INA219 for current sensing in 24 V pump supply.
Input for flowmeter (Digmesa nano after tank before return from OPV.
SSD1306 display for debugging.

As MCU I am using an Arduino RP2040 with Bluetooth (and WLAN), the machine continues to operate the valve. I'll see if I can use the current sensor to start a pull or if I have to do that via button press (as I cannot distinguish between "refill boiler" and "pull shot".

I'll share the KiCAD-files (and later the code) on GitHub, Ineed to clean up the schematic a bit first.

I remember someone posting code for interfacing an Arduino with the Felicita Arc, but google doesn't prove helpful, maybe someone here remembers the link? I'd be grateful.


#9: Post by Phenyl »

So, I managed to get a little further...

Flow is controlled by hand, regulation with feedback loop still awaits implementation :)

The MCU now measures the following:
-Flow (Digmesa Nano, assumption 20.8 ul/tick, according to datasheet 48000 ticks/l, not yet measured and calibrated)
-Potentiometer position (0-5 V)
-Pump current
-Pump "tach" out

Things I observed while running some pulls: The tacho output of the gear pump seems to simply map the voltage input and not to output a signal correlated with the flow.

The measured pressure does not need to be averaged, should I implement pressure profiling, the (green) raw curve looks nice enough, a "deadband" of 1/10-1/20 bar should be enough there.

The flow measurement needs to be averaged at current sample accumulation frequency.

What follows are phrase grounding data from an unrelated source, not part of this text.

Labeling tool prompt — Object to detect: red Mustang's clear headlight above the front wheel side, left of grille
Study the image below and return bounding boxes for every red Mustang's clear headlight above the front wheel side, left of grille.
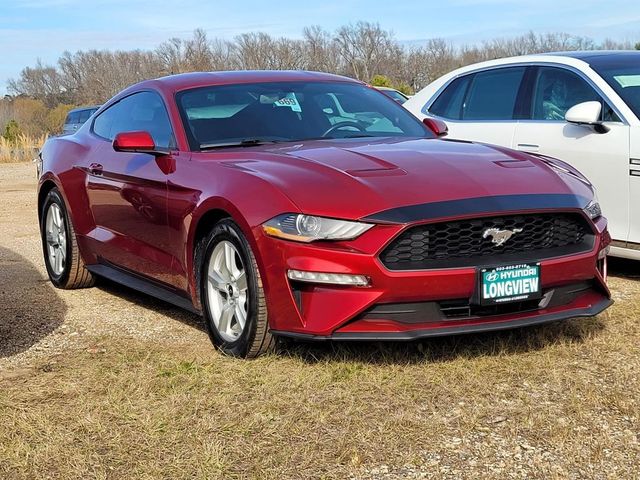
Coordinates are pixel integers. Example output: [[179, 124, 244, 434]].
[[262, 213, 373, 242]]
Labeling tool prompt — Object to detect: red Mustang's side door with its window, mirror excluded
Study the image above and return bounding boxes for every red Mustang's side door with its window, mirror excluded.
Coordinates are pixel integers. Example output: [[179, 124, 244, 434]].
[[86, 92, 174, 281]]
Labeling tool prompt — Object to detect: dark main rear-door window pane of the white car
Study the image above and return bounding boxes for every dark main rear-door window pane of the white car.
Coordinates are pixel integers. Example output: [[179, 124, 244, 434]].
[[462, 67, 526, 120]]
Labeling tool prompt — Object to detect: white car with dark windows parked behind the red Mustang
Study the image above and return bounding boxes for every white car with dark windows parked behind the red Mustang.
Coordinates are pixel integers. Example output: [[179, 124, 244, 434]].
[[404, 51, 640, 259]]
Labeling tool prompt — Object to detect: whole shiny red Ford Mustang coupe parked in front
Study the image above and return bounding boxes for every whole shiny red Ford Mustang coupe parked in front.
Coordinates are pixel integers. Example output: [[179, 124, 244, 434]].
[[38, 72, 611, 356]]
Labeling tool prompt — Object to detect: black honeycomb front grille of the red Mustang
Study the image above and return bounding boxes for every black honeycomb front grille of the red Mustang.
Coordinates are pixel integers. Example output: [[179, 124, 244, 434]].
[[380, 213, 594, 270]]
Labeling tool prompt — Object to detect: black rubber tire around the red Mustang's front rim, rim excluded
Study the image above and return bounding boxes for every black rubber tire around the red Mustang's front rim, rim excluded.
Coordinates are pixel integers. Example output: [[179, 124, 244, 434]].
[[195, 218, 275, 358]]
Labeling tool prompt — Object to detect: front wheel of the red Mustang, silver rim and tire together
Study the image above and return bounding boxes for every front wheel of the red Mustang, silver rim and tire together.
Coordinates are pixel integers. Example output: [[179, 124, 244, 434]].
[[197, 219, 275, 357]]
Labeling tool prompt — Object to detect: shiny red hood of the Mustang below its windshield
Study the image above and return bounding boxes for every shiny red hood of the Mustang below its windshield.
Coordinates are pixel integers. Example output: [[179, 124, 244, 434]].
[[215, 138, 593, 219]]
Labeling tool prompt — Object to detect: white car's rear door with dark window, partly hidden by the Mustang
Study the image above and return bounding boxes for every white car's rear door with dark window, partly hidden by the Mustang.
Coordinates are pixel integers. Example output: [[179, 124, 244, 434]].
[[423, 66, 526, 147]]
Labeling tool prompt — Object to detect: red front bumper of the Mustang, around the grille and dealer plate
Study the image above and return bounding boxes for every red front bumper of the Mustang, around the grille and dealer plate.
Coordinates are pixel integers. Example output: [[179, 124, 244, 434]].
[[254, 218, 611, 340]]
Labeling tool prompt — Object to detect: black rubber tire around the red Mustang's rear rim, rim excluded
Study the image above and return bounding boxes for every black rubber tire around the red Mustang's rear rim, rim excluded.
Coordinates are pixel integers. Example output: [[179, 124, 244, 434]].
[[40, 187, 95, 289]]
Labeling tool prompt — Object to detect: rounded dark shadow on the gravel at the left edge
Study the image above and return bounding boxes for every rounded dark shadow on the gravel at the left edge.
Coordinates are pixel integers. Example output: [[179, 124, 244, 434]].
[[0, 247, 67, 358]]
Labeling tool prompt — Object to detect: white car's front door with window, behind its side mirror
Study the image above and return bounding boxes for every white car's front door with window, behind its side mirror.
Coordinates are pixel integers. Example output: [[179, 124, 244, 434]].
[[514, 66, 629, 241]]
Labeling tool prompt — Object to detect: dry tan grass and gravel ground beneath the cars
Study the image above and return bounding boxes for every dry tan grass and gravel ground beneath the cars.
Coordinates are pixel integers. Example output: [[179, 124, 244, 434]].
[[0, 165, 640, 479]]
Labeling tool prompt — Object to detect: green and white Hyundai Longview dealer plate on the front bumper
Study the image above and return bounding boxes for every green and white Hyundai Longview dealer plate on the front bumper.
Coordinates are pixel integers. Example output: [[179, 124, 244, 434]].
[[478, 263, 542, 305]]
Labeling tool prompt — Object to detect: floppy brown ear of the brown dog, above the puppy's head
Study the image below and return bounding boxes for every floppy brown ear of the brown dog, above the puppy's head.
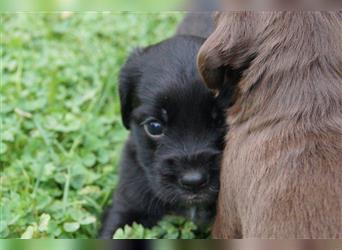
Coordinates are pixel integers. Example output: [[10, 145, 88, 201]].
[[197, 11, 257, 90]]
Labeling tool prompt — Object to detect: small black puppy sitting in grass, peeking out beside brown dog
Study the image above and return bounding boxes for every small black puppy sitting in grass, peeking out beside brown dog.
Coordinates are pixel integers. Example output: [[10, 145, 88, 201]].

At the moment the data evaluation part in the loop runs as (beforeTime-nowTime)>100 ms. I will implement with the feedback-control the same way at first, let's see how that behaves.

Storage of the data to an SD card is implemented as of today. A laptop in the kitchen proved to not be a long-term viable solution. :D

Below are some examples of a pull of the same coffee, 19 in, 43 out, preinfusion, ramp up all by hand)

Does anyone have a link to the (arduino) code for getting data from the Felicita arc bluetooth scale, I have unfortunately not been able to find it?

Team HB

#10: Post by ira »

The decent supports a Felicita and they usually publish the scale code somewhere. I just don't know where.